Density of Glass Fragments


1. To explore how the density of an object is determined.
2. To determine what a "physical property" is.
3. To demonstrate how science can be applied to police work.

Student Objectives:

1. Students will be able to determine the density of five glass fragments.
2. Students will be able to list three physical properties of glass.
3. Students will be able to conclude which known glass sample matches the crime scene glass fragment.

Materials Needed:

1. Five glass fragments from different sources - for example: mirror, Plexiglas, window, light bulb, tempered glass - all sample should be the same color
2. Graduated Cylinders
3. Scales
4. Lecture Handouts
5. Lab Handouts
6. Homework Sheets
7. Yellow Crime Scene Tape
8. Small Envelopes
9. Forceps or Tweezers

Anticipatory Set:

1. Have warm up question posted on the board as students enter the room - "How can an investigator differentiate one glass sample from another?"
2. After students complete the warm up question, tell them the crime scene story - "There was a hit and run car accident in the school parking lot this morning. The police have requested that the students from this class compare the glass fragments found at the crime scene with those taken from two suspect vehicles. You will need to report your findings to the police department as soon as possible."
3. Take students to the "crime scene" and have them collect the evidence.

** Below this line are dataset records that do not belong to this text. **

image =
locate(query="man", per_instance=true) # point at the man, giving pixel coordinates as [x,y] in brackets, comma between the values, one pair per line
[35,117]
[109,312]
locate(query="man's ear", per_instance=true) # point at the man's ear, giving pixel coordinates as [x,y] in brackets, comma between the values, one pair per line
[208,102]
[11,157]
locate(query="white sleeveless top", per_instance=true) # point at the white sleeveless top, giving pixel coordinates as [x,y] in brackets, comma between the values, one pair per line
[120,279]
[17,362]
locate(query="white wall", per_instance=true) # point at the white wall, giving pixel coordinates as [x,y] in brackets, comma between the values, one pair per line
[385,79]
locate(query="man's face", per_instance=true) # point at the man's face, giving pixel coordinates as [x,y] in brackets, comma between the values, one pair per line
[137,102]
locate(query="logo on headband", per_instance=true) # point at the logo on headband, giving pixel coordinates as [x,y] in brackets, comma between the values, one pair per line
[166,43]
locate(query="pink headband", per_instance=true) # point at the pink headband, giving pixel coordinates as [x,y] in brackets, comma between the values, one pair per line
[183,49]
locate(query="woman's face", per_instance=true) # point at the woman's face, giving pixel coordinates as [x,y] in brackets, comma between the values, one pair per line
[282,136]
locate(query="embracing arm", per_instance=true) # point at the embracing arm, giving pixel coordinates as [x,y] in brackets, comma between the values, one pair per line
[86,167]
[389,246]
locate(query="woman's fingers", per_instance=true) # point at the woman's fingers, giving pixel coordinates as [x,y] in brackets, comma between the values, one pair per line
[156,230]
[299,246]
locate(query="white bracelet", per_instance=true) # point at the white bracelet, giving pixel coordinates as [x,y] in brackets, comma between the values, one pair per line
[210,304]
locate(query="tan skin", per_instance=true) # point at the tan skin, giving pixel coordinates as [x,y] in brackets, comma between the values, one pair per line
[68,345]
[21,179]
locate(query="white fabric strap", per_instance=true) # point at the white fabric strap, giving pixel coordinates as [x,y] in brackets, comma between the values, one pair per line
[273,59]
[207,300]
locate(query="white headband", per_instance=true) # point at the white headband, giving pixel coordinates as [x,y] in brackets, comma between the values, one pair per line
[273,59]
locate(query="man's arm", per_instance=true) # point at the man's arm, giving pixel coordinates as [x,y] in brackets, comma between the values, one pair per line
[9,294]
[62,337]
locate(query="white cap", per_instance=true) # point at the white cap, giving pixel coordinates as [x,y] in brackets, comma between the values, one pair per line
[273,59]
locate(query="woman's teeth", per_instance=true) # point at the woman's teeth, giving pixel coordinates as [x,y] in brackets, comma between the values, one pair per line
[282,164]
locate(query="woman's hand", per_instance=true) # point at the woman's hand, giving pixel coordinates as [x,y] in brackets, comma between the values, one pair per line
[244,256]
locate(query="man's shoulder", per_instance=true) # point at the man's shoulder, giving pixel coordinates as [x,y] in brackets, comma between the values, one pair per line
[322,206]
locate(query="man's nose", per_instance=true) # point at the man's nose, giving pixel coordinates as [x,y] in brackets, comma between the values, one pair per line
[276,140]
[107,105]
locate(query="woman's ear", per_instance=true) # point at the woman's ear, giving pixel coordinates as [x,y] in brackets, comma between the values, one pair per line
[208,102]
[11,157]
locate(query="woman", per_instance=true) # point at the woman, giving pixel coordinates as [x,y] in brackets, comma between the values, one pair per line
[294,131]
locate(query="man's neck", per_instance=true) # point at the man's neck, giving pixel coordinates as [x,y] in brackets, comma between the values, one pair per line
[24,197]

1. Complete the anticipatory set as described above. (Day 1)
2. Pass out lecture notes and discuss in class.
3. Pass out lab handouts. (Day 2)
4. Divide class into groups of three or four.
5. Model the procedure for finding density, and then allow students to complete their lab.
6. Hand out homework assignment.


2. Day 1 - Have students answer the following before leaving class - "List two things you learned today."
3. Day 2 - Have students answer the following before leaving class - "List two physical characteristics of glass fragments you observed during the lab."

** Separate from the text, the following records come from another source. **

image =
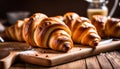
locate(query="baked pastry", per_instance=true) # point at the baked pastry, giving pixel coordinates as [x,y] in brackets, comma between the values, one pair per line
[82,30]
[41,31]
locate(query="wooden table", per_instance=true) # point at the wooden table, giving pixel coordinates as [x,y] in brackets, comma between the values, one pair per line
[108,60]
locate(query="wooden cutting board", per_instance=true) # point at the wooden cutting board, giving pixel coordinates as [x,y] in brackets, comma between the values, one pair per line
[47,57]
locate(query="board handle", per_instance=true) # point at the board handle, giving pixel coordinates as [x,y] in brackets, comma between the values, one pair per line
[7,61]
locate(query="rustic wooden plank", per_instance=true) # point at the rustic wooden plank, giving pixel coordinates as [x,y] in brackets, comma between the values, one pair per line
[80,64]
[114,59]
[103,61]
[92,63]
[18,65]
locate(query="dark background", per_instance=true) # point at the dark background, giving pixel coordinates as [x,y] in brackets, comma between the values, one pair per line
[48,7]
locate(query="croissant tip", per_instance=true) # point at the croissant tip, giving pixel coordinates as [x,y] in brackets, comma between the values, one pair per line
[95,43]
[67,47]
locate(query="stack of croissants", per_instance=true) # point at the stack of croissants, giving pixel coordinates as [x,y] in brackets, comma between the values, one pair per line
[61,32]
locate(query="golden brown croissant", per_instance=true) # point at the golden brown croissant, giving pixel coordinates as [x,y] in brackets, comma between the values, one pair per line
[41,31]
[82,30]
[106,27]
[54,34]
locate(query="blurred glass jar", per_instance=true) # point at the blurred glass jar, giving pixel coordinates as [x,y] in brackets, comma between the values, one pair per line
[97,7]
[17,15]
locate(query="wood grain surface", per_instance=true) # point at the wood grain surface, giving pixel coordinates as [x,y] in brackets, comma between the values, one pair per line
[47,57]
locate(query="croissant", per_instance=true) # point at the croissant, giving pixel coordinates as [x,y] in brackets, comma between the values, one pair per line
[106,27]
[41,31]
[82,30]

1. Learning support and lower ability students may be provided with an outline containing fewer spaced while gifted students may be provided with a minimal outline or no outline at all.
2. The lab will be conducted in mixed ability cooperative learning groups; therefore, no adaptations are required.

Reinforcement Activity:

1. The laboratory exercise will require students to use information from the lecture.
2. Students will have a homework assignment which uses the information they gathered in the lab exercise.

Student Evaluation:

1. Students will be assessed by quizzes throughout the forensics unit to ensure that they comprehend and can apply the concepts.
2. At the end of the unit, students will be divided into groups for a "unit activity." Students will be required to collect and evaluate evidence from staged crime scenes. The evidence evaluation will require them to apply the techniques taught throughout the unit. Students will also be required to develop a report on the results of their tests and their conclusion about the perpetrator, individually after collaboration on the data.

Lesson Evaluation:

1. The lesson will be evaluated based on the homework, lab handout, and quiz scores throughout the unit. All students will be expected to receive a minimum score of 80%.
2. The lesson will also be evaluated based on the final "crime scene" project, on which students will be expected to receive a minimum score of 80%.